NUTS sampler gets "bad initial energy" only with parallel sampling

I have a model that I am sampling from as follows:

    with m.model:
        m.trace = pm.sample(cores=1, chains=1)

This works fine (well, there are divergences, so not fine, but it works).
But when I remove the cores=1, chains=1, I get a bad initial energy error:

Multiprocess sampling (4 chains in 4 jobs)
NUTS: [weights, err_sd, medium influences, AND Output, βod2, βod1, βtemp2, βtemp1]
Sampling 4 chains:   0%|          | 0/4000 [00:00<?, ?draws/s]/usr/local/Cellar/python/3.7.3/Frameworks/Python.framework/Versions/3.7/lib/python3.7/site-packages/numpy/core/fromnumeric.py:3118: RuntimeWarning: Mean of empty slice.
  out=out, **kwargs)
/usr/local/Cellar/python/3.7.3/Frameworks/Python.framework/Versions/3.7/lib/python3.7/site-packages/numpy/core/fromnumeric.py:3118: RuntimeWarning: Mean of empty slice.
  out=out, **kwargs)
/usr/local/Cellar/python/3.7.3/Frameworks/Python.framework/Versions/3.7/lib/python3.7/site-packages/numpy/core/fromnumeric.py:3118: RuntimeWarning: Mean of empty slice.
  out=out, **kwargs)
/usr/local/Cellar/python/3.7.3/Frameworks/Python.framework/Versions/3.7/lib/python3.7/site-packages/numpy/core/fromnumeric.py:3118: RuntimeWarning: Mean of empty slice.
  out=out, **kwargs)

Bad initial energy, check any log probabilities that are inf or -inf, nan or very small:
Series([], )

Any idea what could be causing this? Is this because the parallel sampling version has multiple different starting points?
This seems particularly unfortunate, because the way I have been debugging such errors is to use only a single chain and a single core, to simplify things.

It may be because the parallel sampling has multiple different starting points.

Try adding init='adapt_diag' when you call pm.sample . See here for more.

Also, why is that empty Series in there? Looks like that’s error_logp.to_string(), which leaves me pretty confused:

I’m also confused because that error_logp comes from:

error_logp = check_test_point.loc[
                (np.abs(check_test_point) >= 1e20) | np.isnan(check_test_point)
            ]

But I have been running check_test_point on the model before sampling and don’t see any problems:

βtemp1                       -0.92
βtemp2                        2.08
βod1                         -0.92
βod2                         -0.23
AND Output_interval__        -4.27
medium influences           -19.35
err_sd_log__               -880.76
weights_stickbreaking__      -3.20
obs                       -2744.15
Name: Log-probability of test_point, dtype: float64

I suspect that this might be because the error condition is triggered by this:

       start = self.integrator.compute_state(q0, p0)

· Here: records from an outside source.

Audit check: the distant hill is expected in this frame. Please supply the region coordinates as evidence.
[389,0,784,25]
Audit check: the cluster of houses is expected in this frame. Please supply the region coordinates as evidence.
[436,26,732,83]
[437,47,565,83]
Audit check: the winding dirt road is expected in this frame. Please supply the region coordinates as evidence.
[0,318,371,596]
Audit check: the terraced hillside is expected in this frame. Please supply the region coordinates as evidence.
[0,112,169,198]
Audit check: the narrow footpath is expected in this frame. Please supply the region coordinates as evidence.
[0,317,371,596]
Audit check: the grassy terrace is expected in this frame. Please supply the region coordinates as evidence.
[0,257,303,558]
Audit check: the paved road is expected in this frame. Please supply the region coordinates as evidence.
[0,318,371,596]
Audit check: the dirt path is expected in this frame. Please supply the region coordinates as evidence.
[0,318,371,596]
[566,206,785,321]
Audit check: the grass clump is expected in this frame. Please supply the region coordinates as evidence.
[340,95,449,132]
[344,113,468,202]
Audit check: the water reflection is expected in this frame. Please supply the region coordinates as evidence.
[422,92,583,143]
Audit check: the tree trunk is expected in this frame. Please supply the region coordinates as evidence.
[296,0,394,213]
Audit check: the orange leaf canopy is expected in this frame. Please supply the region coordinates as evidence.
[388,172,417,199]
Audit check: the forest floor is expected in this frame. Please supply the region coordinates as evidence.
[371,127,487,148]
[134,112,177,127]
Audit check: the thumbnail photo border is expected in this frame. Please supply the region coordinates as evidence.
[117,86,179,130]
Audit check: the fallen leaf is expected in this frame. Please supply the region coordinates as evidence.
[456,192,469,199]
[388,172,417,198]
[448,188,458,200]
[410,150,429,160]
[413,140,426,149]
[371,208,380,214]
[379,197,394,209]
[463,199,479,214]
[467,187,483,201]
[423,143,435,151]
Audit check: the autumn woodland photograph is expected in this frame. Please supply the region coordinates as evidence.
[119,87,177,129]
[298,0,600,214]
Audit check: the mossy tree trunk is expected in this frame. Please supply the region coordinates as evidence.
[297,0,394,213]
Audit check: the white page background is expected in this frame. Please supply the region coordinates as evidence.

        if not np.isfinite(start.energy):

I believe we have had a discussion about this to the effect that it might not just be the point that has an infinite logp, but that the gradient might be involved, too. I know @junpenglao has posted about this (and how to check the value of the gradient in the debugger) but after about 30 minutes of keyword-searching discourse.pymc.io, I just cannot find the post.

Thanks. I will have a shot at this.

This seems to be a problem with the search and my keyword guessing. Here’s the key post.